I have a question about CUDA synchronizing. Particularly, I need some clarification about synchronizing in if statements. I mean, if I put a __syncthreads() under the scope of an if statement hit by a fraction of the threads inside the block, what happens? I thought that some threads will remain "forever" waiting for the other threads that won't hit the synchronizing point.
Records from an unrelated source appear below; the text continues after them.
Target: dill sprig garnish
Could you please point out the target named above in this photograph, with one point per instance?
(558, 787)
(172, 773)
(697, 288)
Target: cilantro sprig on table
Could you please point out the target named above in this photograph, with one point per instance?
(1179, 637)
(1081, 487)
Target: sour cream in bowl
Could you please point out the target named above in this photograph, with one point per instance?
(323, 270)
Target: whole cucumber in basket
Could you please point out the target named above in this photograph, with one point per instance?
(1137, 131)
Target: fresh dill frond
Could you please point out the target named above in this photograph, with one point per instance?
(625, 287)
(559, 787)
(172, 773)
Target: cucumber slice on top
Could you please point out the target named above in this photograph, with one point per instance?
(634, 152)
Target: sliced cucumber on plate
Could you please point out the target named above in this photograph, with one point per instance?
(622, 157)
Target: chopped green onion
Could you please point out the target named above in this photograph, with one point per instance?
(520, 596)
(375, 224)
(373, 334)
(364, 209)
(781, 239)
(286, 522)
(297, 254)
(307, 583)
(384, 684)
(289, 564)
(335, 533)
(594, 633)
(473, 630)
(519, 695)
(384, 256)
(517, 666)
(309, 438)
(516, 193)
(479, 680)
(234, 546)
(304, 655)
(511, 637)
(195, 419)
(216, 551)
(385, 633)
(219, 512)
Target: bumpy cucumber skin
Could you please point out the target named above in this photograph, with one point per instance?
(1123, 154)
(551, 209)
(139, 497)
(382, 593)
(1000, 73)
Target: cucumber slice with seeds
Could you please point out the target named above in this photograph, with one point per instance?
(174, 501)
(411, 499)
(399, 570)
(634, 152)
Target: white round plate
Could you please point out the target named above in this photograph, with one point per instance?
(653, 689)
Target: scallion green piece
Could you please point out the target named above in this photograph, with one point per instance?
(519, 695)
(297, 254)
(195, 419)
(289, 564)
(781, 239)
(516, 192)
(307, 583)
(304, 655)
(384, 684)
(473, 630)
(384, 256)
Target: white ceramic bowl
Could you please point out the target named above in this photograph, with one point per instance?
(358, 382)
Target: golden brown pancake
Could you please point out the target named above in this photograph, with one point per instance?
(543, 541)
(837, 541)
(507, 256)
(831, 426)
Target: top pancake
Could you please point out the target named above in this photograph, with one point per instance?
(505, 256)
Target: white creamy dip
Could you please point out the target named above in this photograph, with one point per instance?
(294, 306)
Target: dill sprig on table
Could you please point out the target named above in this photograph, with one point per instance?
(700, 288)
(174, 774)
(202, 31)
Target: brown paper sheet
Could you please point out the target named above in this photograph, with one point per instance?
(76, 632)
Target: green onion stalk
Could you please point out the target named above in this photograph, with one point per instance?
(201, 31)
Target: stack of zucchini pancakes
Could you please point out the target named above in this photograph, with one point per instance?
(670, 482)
So, I wrote and executed some sample code to inspect:
__global__ void kernel(float* vett, int n)
{
int index = blockIdx.x*blockDim.x + threadIdx.x;
int gridSize = blockDim.x*gridDim.x;
while( index < n )
{
vett[index] = 2;
if(threadIdx.x < 10)
{
vett[index] = 100;
__syncthreads();
}
__syncthreads();
index += gridSize;
}
}
Surprisingly enough, I observed that the output was a pretty "normal" (64 elements, blocksize 32):
100 100 100 100 100 100 100 100 100 100 2 2 2 2 2 2 2 2 2 2 2 2 2 2 2 2 2 2 2 2 2 2
100 100 100 100 100 100 100 100 100 100 2 2 2 2 2 2 2 2 2 2 2 2 2 2 2 2 2 2 2 2 2 2
So I modified slightly my code in the following way:
__global__ void kernel(float* vett, int n)
{
int index = blockIdx.x*blockDim.x + threadIdx.x;
int gridSize = blockDim.x*gridDim.x;
while( index < n )
{
vett[index] = 2;
if(threadIdx.x < 10)
{
vett[index] = 100;
__syncthreads();
}
__syncthreads();
vett[index] = 3;
__syncthreads();
index += gridSize;
}
}
And the output was:
3 3 3 3 3 3 3 3 3 3 3 3 3 3 3 3 3 3 3 3 3 3 3 3 3 3 3 3 3 3 3 3
3 3 3 3 3 3 3 3 3 3 3 3 3 3 3 3 3 3 3 3 3 3 3 3 3 3 3 3 3 3 3 3
Again, I was wrong: I thought that the threads inside the if statement, after modifying the element of the vector, would remain in a wait state and never get out of the if scope. So... could you please clarify what happened? Does a thread that gets after a synchronizing point unblock the threads waiting at the barrier? If you need to reproduce my situation, I used CUDA Toolkit 5.0 RC with SDK 4.2. Thanks a lot in advance.